17 January, 2023 12:25pm
Hi, it's been 8 years my diary.
Did you know?
My father passed on 2 weeks ago.
I cried buckets and it hurts so much.
I thought about my father yesterday, and I wanted to write my feelings down.
I recalled I had a blog but didn't think much of it. Maybe it had ceased to exist, maybe in the 8 years I was away the page had shut down. But I came back to 328 diary entries of mine - all documented from 2013 - January 2015.
I read each one of them and it brought back so much memories, though I mostly felt really hurt reading them, and apologetic and nostalgic and a little silly.
It's strange how from a certain point of time onwards I became the present version of myself people know and identify with.

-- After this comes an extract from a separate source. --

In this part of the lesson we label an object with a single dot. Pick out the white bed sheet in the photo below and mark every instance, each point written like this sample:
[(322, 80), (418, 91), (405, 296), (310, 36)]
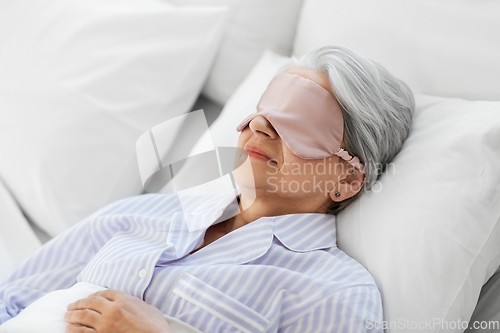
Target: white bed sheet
[(17, 239)]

I still denounce the idea of being vanilla, but I have become so much more mellow. I made new friends - many new friends - drifted apart from some people I used to spend a lot of time with and lost a few old friends. Reading my posts makes me miss them so much - and realised at that point of time when I was young and sad - all I needed was fatherly love - which I tried finding in all the wrong places, and in the wrong people and how I broke my own heart time and again.
I started going to church in 2013 - after many years away from church as a child - and I wrote about God a lot and how I was healing. I wrote about the friends I made and how happy I was to have them in my life. Though in some posts, my happiness felt more like cha-cha, two steps forward one step back.
There were people whom if we have met at the right timing, perhaps the outcome would be different. But almost a decade on, I'm happy how things turned out for all of us.
Reading back, I always loved to read and write. I've loved books before I even turned seven, now that I think of it - maybe I got it from my father. He was always watching the news and reading the papers.
I was always a mommy's girl and I wrote a lot about my parents being overly protective and worried about me.
But what hurt me the most were the few posts I wrote about my father.
We were much closer in the past, but back in 2014 he was already starting to get very sick because of his diabetic condition. I wrote about caring for him and feeling helpless.
Did you know? If I hadn't written down my feelings I would have forgotten those little incidents and conversations with my dad. I'm glad I did. I'm just sorry I stopped writing in my diary for such a long time. I guess I was happy and living my life.
My heart hurts a lot.
When my dad got sicker over the years, sometimes I would think of what I would write about the years I grew up with him - it's almost like a eulogy - so I wouldn't forget him.
I think I will start writing in my diary again.
Dear Diary,
Do you think my father is in a better place now where he has both legs to walk and run and sprint?
I hope he's not hurting anymore wherever he is.
I want to only remember good and beautiful thoughts about him.